The security guard who shot and killed Banko Brown in April faces a $1,500 fine from the state in relation to his actions around the fatal encounter in April, The Standard has learned.
But the fine—the first official consequence for Michael Earl-Wayne Anthony, who was not charged by District Attorney Brooke Jenkins—is not related to his decision to shoot Brown.
Instead, the California Bureau of Security and Investigative Services cited Anthony for not wearing a badge identifying him as a security guard and having a concealed weapon. That weapon was in addition to the gun he used to shoot Brown.
“Michael Earl-Wayne Anthony was involved in a shooting while on duty wearing a sweatshirt that did not have bureau-approved patches on each shoulder that read ‘private security’ and included the name of the company by which Anthony was employed,” wrote the bureau’s Deputy Chief Samuel Stodolski in a July 24 letter. “It was further discovered that Michael Earl-Wayne Anthony was carrying a concealed firearm in a zippered pouch on the tactical vest he was wearing over his sweatshirt.”
Anthony, who did not respond to a request for comment, let his firearm permit lapse in May.
Meanwhile, Anthony’s former employer, Kingdom Group Protective Services, was fined $5,000 for failing to file an incident report within seven days of the shooting and failing to keep an accurate record of its employees’ license and training status, according to a July 13 letter.

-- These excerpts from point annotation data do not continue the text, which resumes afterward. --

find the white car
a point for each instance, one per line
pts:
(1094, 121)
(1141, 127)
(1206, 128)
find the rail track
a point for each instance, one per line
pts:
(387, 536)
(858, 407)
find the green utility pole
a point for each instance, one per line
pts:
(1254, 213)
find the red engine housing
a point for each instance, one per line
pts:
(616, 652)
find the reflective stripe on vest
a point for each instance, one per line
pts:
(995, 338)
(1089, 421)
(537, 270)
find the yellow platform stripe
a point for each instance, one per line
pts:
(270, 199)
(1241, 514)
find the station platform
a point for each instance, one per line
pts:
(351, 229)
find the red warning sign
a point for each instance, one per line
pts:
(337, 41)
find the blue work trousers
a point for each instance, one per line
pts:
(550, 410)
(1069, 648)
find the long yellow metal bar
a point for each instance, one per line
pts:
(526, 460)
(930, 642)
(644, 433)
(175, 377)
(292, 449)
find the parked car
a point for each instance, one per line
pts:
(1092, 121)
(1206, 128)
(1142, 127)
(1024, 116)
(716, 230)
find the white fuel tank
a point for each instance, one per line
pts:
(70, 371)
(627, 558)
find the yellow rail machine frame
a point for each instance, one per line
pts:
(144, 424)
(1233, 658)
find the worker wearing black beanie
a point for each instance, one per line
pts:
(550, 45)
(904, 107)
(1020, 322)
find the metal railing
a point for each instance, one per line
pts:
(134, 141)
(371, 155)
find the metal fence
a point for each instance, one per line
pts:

The company was also fined $500 for allowing both Anthony and his partner, Angel Wilfredo Castro, to stand guard without identifying patches and another $500 for allowing Castro to carry a replica firearm.
James Vierra, Kingdom Group’s CEO, did not immediately respond to a request for comment.

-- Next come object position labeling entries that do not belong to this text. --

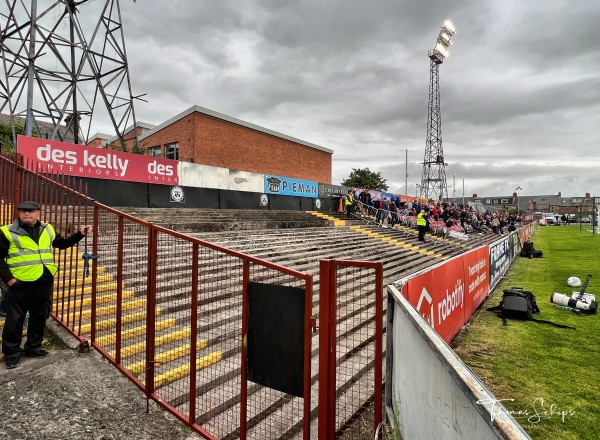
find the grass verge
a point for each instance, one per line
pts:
(547, 377)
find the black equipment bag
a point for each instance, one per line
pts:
(529, 251)
(519, 304)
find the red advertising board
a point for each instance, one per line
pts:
(477, 279)
(439, 296)
(50, 156)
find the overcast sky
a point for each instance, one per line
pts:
(520, 91)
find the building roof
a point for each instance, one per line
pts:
(233, 120)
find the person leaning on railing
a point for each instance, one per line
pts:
(422, 224)
(27, 267)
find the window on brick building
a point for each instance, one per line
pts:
(172, 151)
(154, 151)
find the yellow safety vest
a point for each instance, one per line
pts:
(26, 258)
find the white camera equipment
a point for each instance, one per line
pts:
(579, 302)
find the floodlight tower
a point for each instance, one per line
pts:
(433, 179)
(61, 65)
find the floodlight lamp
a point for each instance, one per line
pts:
(445, 37)
(441, 49)
(450, 27)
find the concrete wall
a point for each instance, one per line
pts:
(430, 393)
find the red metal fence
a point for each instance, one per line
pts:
(351, 344)
(170, 312)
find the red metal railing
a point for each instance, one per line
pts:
(350, 342)
(170, 311)
(167, 309)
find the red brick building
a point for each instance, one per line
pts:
(203, 136)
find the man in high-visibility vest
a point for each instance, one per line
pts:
(27, 267)
(348, 202)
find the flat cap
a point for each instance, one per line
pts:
(29, 205)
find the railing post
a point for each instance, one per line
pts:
(325, 431)
(17, 183)
(244, 363)
(151, 315)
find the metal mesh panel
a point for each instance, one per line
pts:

Brown was shot and killed by Anthony at a Walgreens on Market Street April 27, leading to public outcry over what many called a needless killing. Video of the incident released after the shooting showed the pair wrestling near the door before Brown exited the store and was shot by Anthony, who told investigators Brown had threatened to stab him.
The District Attorney’s Office said the choice not to charge Anthony was in part because they believed he acted in self defense. Jenkins also cited Banko’s criminal past, including a run in with another Walgreens security guard after an attempted theft, as a reason not to press charges. No knife was found on Brown after the fatal shooting.
If Anthony does not pay the $1,500 citation within 30 days, he could face disciplinary action.
Several local officials have said the way this case has been handled does not inspire confidence in the state’s ability to hold the roughly 10,000 San Francisco security guards accountable.
“It’s not satisfying. […] It feels like a rinky-dink measure by the state of California,” Supervisor Aaron Peskin said in reference to the fines. “It doesn't feel like their oversight regiment is holding armed security guards to a high standard, but then again, our DA didn't seem to hold the security guard to a high standard either.”